I like @Petar's approach, but another approach would be to sort it using a custom Comparator that always said that "general" was before whatever it was being compared to.

Collections.sort(list, new Comparator<String>()
  {
     int compare(String o1, String o2)
     {
         if (o1.equals(o2)) // update to make it stable
           return 0;
         if (o1.equals("general"))
           return -1;
         if (o2.equals("general"))
           return 1;
         return o1.compareTo(o2);
     }
});

Answer 2

Do Collections.sort on its subList instead.

    List<String> list = new ArrayList<String>(
        Arrays.asList("Zzz...", "Two", "One", "Three")
    );
    Collections.sort(list.subList(1, list.size()));
    System.out.println(list);
    // "[Zzz..., One, Three, Two]"

API links

• subList(int fromIndex, int toIndex)
  • Returns a view of the portion of this list between the specified fromIndex , inclusive, and toIndex , exclusive. The returned list is backed by this list, so non-structural changes in the returned list are reflected in this list, and vice-versa. The returned list supports all of the optional list operations supported by this list.

---

If the special element is not at index 0, then simply put it there before you sort it as follows:

    List<String> list = new ArrayList<String>(
        Arrays.asList("Four", "Five", "Zzz...", "Two", "One", "Three")
    );
    Collections.swap(list, list.indexOf("Zzz..."), 0);
    Collections.sort(list.subList(1, list.size()));
    System.out.println(list);
    // "[Zzz..., Five, Four, One, Three, Two]"

API links

• Collections.swap(List<?> list, int i, int j)
  • Swaps the elements at the specified positions in the specified list.

Answer 3

对列表进行排序而不在其中包含“常规”，然后将其添加到开头。

Answer 4

You can use the following code snippet but it might have perfomance/memory problems for the very big lists.

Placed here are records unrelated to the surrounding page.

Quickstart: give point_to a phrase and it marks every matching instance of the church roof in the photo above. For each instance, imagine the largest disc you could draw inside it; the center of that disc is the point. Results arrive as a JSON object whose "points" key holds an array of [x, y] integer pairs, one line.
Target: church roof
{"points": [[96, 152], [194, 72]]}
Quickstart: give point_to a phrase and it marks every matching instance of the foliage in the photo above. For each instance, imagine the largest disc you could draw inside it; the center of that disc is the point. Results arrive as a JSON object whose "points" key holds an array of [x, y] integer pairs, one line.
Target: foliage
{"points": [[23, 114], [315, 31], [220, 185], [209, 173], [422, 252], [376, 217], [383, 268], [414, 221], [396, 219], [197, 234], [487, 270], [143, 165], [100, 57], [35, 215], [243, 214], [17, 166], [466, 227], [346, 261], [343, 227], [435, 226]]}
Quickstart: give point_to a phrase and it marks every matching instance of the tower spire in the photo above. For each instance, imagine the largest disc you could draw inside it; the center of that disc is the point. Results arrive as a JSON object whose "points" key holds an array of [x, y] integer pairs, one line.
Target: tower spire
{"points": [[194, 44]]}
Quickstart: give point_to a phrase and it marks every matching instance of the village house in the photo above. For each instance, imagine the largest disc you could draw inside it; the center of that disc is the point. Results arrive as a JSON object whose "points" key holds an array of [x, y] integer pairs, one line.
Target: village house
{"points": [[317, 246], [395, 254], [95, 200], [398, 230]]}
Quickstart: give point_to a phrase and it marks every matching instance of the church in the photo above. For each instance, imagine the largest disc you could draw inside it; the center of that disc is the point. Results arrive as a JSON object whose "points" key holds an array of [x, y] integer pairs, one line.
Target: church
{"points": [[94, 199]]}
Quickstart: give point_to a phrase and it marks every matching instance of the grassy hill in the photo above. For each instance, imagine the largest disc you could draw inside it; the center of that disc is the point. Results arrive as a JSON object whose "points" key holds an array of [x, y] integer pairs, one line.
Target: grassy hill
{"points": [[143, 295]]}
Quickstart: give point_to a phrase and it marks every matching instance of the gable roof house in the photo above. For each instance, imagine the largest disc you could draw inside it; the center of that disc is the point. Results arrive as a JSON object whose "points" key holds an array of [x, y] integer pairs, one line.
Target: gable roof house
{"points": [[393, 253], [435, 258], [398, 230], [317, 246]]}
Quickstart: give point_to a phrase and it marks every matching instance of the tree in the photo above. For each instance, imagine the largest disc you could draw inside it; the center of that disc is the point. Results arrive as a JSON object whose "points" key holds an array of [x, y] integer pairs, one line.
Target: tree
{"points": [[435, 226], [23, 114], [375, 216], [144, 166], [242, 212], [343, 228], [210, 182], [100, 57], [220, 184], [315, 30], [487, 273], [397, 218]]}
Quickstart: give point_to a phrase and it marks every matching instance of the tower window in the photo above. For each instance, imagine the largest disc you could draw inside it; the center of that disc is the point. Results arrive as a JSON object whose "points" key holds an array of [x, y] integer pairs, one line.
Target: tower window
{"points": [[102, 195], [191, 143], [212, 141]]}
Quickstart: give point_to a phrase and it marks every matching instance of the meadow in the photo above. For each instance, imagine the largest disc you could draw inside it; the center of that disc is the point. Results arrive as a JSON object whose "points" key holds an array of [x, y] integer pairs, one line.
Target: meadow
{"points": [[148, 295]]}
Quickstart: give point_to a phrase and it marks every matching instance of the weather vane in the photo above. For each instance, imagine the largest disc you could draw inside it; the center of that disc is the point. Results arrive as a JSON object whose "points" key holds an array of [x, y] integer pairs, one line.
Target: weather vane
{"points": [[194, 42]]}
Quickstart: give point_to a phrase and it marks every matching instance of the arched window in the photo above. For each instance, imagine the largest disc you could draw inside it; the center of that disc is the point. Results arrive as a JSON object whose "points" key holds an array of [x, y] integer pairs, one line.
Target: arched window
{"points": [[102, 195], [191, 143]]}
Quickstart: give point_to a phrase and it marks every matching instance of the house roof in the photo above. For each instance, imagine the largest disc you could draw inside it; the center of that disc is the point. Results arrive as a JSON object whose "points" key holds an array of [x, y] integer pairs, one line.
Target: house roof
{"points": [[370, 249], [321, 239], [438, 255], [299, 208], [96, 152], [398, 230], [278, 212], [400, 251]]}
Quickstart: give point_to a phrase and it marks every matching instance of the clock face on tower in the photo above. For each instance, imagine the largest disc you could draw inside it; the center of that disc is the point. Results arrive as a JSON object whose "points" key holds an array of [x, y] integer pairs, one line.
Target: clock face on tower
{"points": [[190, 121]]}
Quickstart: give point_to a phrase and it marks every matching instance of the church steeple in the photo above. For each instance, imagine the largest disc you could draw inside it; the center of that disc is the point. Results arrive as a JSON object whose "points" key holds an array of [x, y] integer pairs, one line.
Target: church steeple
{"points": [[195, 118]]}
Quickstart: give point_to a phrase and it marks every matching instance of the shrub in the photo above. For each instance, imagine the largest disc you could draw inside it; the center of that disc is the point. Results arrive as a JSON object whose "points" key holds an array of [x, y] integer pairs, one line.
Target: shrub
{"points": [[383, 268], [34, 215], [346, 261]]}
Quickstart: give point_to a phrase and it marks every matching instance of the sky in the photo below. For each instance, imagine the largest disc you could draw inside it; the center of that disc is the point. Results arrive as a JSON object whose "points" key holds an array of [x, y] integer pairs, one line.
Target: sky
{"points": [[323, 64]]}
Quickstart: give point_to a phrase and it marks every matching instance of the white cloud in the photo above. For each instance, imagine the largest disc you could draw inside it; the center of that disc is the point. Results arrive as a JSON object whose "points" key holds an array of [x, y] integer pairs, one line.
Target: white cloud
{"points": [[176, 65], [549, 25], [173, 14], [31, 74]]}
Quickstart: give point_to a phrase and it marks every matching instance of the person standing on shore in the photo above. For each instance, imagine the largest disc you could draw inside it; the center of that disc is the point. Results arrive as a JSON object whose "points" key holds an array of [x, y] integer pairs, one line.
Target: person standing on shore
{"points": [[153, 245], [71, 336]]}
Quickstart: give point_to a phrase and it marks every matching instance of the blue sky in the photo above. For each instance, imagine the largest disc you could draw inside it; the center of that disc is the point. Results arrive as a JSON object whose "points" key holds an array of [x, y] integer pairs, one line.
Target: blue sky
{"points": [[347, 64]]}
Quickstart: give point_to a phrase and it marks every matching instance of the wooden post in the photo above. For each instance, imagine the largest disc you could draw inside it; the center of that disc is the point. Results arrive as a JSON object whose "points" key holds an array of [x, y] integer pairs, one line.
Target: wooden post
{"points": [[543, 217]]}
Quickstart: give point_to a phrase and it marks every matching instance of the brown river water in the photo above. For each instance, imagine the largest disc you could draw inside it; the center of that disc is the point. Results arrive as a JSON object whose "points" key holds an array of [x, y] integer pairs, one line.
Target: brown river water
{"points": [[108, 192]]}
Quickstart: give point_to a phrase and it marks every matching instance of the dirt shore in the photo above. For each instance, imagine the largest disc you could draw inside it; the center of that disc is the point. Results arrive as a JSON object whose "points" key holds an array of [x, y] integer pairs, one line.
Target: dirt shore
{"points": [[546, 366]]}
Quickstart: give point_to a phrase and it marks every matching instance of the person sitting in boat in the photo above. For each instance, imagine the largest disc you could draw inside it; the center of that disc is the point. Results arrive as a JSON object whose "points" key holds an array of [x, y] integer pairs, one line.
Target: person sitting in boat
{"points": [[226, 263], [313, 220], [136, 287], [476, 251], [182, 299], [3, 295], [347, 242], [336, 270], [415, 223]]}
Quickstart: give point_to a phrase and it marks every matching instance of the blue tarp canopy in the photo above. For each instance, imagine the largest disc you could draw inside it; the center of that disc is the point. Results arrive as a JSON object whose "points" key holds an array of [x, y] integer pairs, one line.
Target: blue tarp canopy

public static List<String> sortSpecial(List<String> list, final String alwaysOnTopItem) {
    list.remove(alwaysOnTopItem);
    Collections.sort(list);

    List<String> result = new ArrayList<String>(list.size() + 1);
    result.add(alwaysOnTopItem);
    result.addAll(list);

    return result;
}

public static void main(String[] args) {
    List<String> listString = new ArrayList<String>();
    listString.add("faq");
    listString.add("general");
    listString.add("contact");
    String alwaysOnTopItem = "general";
    List<String> sortedList = sortSpecial(listString, alwaysOnTopItem);
    System.out.println(sortedList);
}

Answer 5

Nice! Question. If we want to fix the positions for the first and last elements then we can enhance the @Paul Tomblin's approach as like below one. Please copy the code and try it.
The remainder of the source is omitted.